Back in my days of corporate IT, I lived on email.  When I interact with vendors and contractors, I do it via email.  All of the kids I teach use IM, of course, but they also interact asynchronously via some type of messaging, whether through MySpace, real email, or some other Internet application.  So why is it that teachers, at least in K-12, just don’t use email?  I’m sure that there are some school systems where this isn’t the case, but in my experience, it simply isn’t a medium with which teachers are comfortable. 

In response to Marc Wagner's recent post, "A Matter of Perspective," one reader responded by noting the frequency with which he pulls crumpled notices out of his kids' backpacks, yet never receives an email from teachers, despite providing email contacts every year. It would be incredibly easy for me to communicate with teachers in my district about technical issues, support problems, etc., via email. Given that we all have different preparation times and different personal schedules, the asynchronous nature of email is a no-brainer for fast, easy communication. It would also facilitate communication with parents, students, and administrators, all of whom can benefit from anytime, anywhere communication.

Email is cheap, too. Chances are, whatever ISP a district is using provides several hundred email addresses, along with some sort of webmail interface. Outlook, Outlook Express, Eudora, and Thunderbird are all incredibly easy to configure, free (except Outlook, but this is included in every version of Office), and make sending an email as easy as typing a document in Word.

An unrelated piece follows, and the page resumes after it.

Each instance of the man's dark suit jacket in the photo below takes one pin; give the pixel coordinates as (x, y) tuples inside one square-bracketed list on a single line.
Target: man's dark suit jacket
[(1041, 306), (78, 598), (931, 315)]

If you're really feeling cheap, then countless free email sites are available. Gmail is almost too spiffy for words and many others can be used hassle-free. Teachers can set up their own, or, better yet, administrators can set up as many as needed using some predetermined convention (e.g.,

There's no excuse here folks. Get your users at least spun up to the late 20th century and start using email. Your parents do, your students do, your vendors do. There is no reason your teachers shouldn't as well. In no time, you may find that this communication tool has become just as indispensible in your schools as it is in the rest of the world.